Je vous ai déjà dit que j’étais bavarde et que mes conversations portaient sur des sujets variés. Il suffit d’un moment avec un interlocuteur pour enchaîner les discussions. Pourtant, je vous assure que je suis capable de rester silencieuse quand je n’ai pas envie de parler. Oui, il m’arrive maintenant de ne pas parler. Quand je sais que je ne serai pas comprise, pas entendue, à quoi bon perdre sa salive ?
La semaine dernière, lors d’un mariage, une jeune femme de ma connaissance et moi, dans l’église, avons papoté et parlé de Judas ; je crois que ceux qui nous ont entendues ont dû penser que nous étions des mécréantes, sans morale. Pourquoi ? Nous étions en train de défendre ce traître de Judas, oui toutes les deux. Je vous l’ai déjà dit, j’aime prendre la défense du plus malheureux. L’esprit chevaleresque existe aussi chez les femmes, à moins qu’il ne s’agisse d’une propension féminine à la charité.
Revenons à Judas, un pauvre homme maudit par la société. Il suffit qu’on se débarrasse des idées, des traditions catholiques pour le regarder avec compassion. En effet, Judas l’Iscariote était sans doute un très bon apôtre, initié aux mystères du règne de Dieu par Jésus en personne. Loin de livrer le Messie, son Maître, aux Romains pour quelques trente misérables pièces d’argent, comme on nous l’a répété (et même chanté), le disciple aurait agi sur ordre de son prophète qui souhaitait en finir au plus vite avec sa vie terrestre.

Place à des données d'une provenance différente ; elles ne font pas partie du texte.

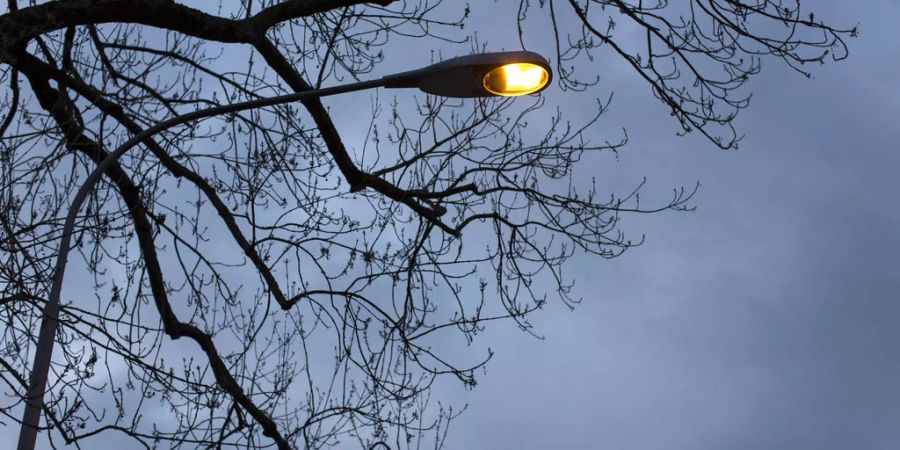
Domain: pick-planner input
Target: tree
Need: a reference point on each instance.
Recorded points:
(264, 280)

On peut penser que le « vieil Iscariote« , ce « vrai p’tit pote » chanté par Léo Ferré, Judas n’avait pas le choix (C´est pas d´ ta faute si t´es comme ça) : c’était écrit, il fallait qu’il trahisse Jésus afin que s’accomplissent les Écritures.
Lors de la Cène, lorsque les disciples se tournent vers Jésus pour savoir lequel d’entre eux le désignera aux autorités romaines. « Judas lui demanda: »Serait-ce moi, rabbi ? » – « Tu l’as dit », répond Jésus »(Matthieu, XXVI, 25). Alors ? L’apôtre n’était pas responsable, c’était écrit.
Un auteur a éprouvé de la pitié pour Judas : Maxime Leforestier ; sa chanson est fort bien interprétée par Serge Reggiani et chaque fois que je l’entends, j’ai les larmes aux yeux. Même si Judas « a fait le choix » inéluctable de trahir, le remords l’a tué : «J’ai péché en livrant le sang innocent», a-t-il dit. Était-il véritablement responsable ? Disposait-il vraiment de son libre-arbitre ?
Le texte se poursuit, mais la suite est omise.